İnsanın görme sistemi, sensör organ yani göz ve beyinden oluşan bir sistemdir. Çevremizdeki nesnelerden yansıyan görünür ışığın iki boyutlu projeksiyonundan, üç boyutlu bir dünya kurgulayarak insanların çevresel uyumuna katkı sağlar. İnsan görme sistemi doğuştan var olan bir yapıdır. Bir başka deyişle görmeyi öğrenmemize gerek yoktur. Çevremizdeki nesnelerden yansıyan ışık korneadan gözlere girer. Göze giren ışık miktarı gözbebekleri ve iris yardımıyla ayarlanarak gözün içine yönlendirilir. Işık korneadan geçtikten sonra retinaya girer ve retinada bulunan fotoreseptörlere ulaşır. Fotoreseptörler ışığı elektrik sinyallerine dönüştürerek optik sinirler aracılığıyla beynimizin arka kısmına gönderir.

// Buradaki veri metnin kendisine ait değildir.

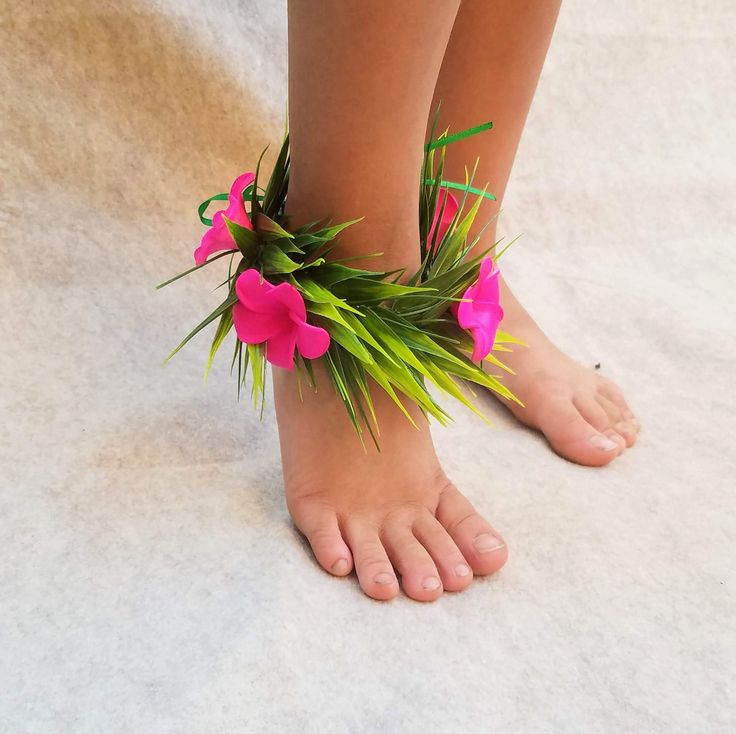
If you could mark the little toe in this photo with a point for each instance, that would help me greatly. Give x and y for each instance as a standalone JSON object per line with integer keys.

Göz tek başına değerlendirildiğinde bir kamera gibi çalışır. Benzer bir şekilde kameraya gelen ışık, mercek sistemi boyunca hareket eder ve algılayıcı olarak çalışan ve görüntüyü elektrik sinyallerine dönüştüren dedektör yardımı ile dijital formata dönüştürülür. Günümüzdeki teknolojik gelişmeler ile görünür spektrumun ötesindeki ışığı algılayabilen ve yakınlaştırmak için çok sayıda lens içeren kameralar üretebiliyoruz. Bu tarz kameralar bazı konularda insan gözünden üstün özellikler taşımalarına rağmen, görüntünün anlamlandırılması konusunda insan görme sisteminin oldukça gerisinde kalmaktadır.

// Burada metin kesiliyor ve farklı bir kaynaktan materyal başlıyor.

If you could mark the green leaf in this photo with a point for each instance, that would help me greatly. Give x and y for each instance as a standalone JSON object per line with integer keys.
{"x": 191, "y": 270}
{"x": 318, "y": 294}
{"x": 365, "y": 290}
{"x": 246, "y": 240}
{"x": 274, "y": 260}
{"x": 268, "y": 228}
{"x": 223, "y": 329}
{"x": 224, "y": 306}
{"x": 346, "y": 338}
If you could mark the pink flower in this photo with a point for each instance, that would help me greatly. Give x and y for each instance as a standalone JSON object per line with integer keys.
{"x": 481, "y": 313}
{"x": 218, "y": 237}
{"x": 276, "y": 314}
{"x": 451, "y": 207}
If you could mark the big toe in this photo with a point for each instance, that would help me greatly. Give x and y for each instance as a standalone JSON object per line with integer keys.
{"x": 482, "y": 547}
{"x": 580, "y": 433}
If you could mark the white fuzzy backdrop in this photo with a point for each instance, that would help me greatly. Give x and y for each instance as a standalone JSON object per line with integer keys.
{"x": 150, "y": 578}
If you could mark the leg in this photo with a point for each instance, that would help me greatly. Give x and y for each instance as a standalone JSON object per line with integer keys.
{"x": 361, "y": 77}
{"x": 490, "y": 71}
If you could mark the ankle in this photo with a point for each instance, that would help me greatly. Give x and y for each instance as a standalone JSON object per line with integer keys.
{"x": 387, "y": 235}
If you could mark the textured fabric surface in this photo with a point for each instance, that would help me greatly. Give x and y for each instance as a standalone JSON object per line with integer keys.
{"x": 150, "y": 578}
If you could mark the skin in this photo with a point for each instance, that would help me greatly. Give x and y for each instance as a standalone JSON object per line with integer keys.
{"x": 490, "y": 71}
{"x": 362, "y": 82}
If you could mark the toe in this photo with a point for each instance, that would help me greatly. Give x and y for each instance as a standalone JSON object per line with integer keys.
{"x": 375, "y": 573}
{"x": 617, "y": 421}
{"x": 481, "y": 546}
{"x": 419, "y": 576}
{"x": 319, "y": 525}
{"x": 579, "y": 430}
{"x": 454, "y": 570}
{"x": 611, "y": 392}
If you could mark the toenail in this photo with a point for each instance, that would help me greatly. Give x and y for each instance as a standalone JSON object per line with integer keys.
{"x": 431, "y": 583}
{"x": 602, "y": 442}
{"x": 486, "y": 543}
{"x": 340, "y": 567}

Doğumdan ölüme kadar, insanların temel becerileri bilinçaltında gelişmektedir. Görme duyusu gibi duyularımız sürekli olarak beynimize veri sağlar. Bu bilgiler beynimiz tarafından işlenir algımız oluşur. Görme hissi de bilgi işleme sonucu oluşmaktadır. Bir görüntünün ne olduğunu anlamak için beynimizin bu bilgiyi renk, şekil, hareket ve detay olarak temsil edebilmesi gerekir. Yapay zekâ, insan zihninin problem çözme ve karar verme yeteneklerini taklit etmek için bilgisayarlardan ve makinelerden yararlanır. Yapay zekâ algoritmalarının bazı eğitim algoritmaları biyolojik öğrenmeden esinlenmiştir. Derin öğrenme, beyinden ilham alan bir yapay zekâ yöntemidir. Eğitim seti adı verilen örnek verilerden öğrenen bir tür makine öğrenmesi algoritmasıdır. Algoritmalar yalnızca eğitim verileriyle eğitilebildiğinden, girdiden özellik çıkarma gibi insan müdahalesine ihtiyaç duyulmaz. Derin öğrenme ağ mimarisi beyne benzerliği nedeniyle yapay sinir ağı olarak da adlandırılır.

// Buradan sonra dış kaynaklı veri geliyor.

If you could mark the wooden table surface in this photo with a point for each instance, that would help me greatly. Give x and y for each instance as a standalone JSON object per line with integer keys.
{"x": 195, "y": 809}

Bilgisayarla görü, bilgisayarların dijital görüntülerden veya videolardan nasıl üst düzey bir anlayış kazanabileceğiyle ilgilenen disiplinler arası bir bilim dalıdır. Mühendislik açısından bakıldığında, insan görsel sisteminin yapabileceği görevleri anlamaya ve otomatikleştirmeye çalışır. Yapay zekâ destekli bilgisayarlı görü, canlılardaki görsel algı süreçlerini matematiksel olarak modellemeyi ve bilgisayarların kapasitesini kullanarak bu görsel yetenekleri taklit etmeyi sağlayan modeller ve algoritmalar geliştirmeyi amaçlayan bir yapay zekâ alanıdır. Bu alandaki gelişmeler, bilgisayarların insan yardımı olmadan görüntüler hakkında çıkarımlarda bulunabileceğini göstermektedir. İnsanlar çevresindeki dünyayı zahmetsizce algılayabildiği için bu basit bir işlem gibi görünür fakat bir bilgisayara insan gibi görmeyi öğretmek oldukça zordur.
Yakın zamana kadar, bilgisayarla görü yalnızca sınırlı bir kapasitede çalışıyordu. Yapay zekâdaki ilerlemeler ve derin öğrenme ve sinir ağlarındaki yenilikler sayesinde bu alan son yıllarda büyük atılımlar yapabilmiş ve nesneleri algılama ve etiketleme ile ilgili bazı görevlerde insanları geçmeyi başarmıştır. Bilgisayarlı görü başarısının arkasındaki itici faktörlerden bazıları, günümüzde yüksek miktarlarda üretilen ve bilgisayarlı görü yöntemlerini eğitmek için kullanılan etiketli veri miktarı ve yüksek işlem kapasitesine sahip donanımlar yardımı ile eğitilebilen karmaşık modellerdir. Karmaşık modellerin çok sayıda etiketli veri ile eğitilmesi yüksek başarımlara ulaşsa da beraberinde bazı problemler getirmektedir. Örneğin etiketli verinin az bulunduğu alanlarda yüksek performanslı modeller eğitmek ve karmaşık modellerin gerçek zamanlı sistemlerde çalıştırılması hâlâ açık bir problemdir.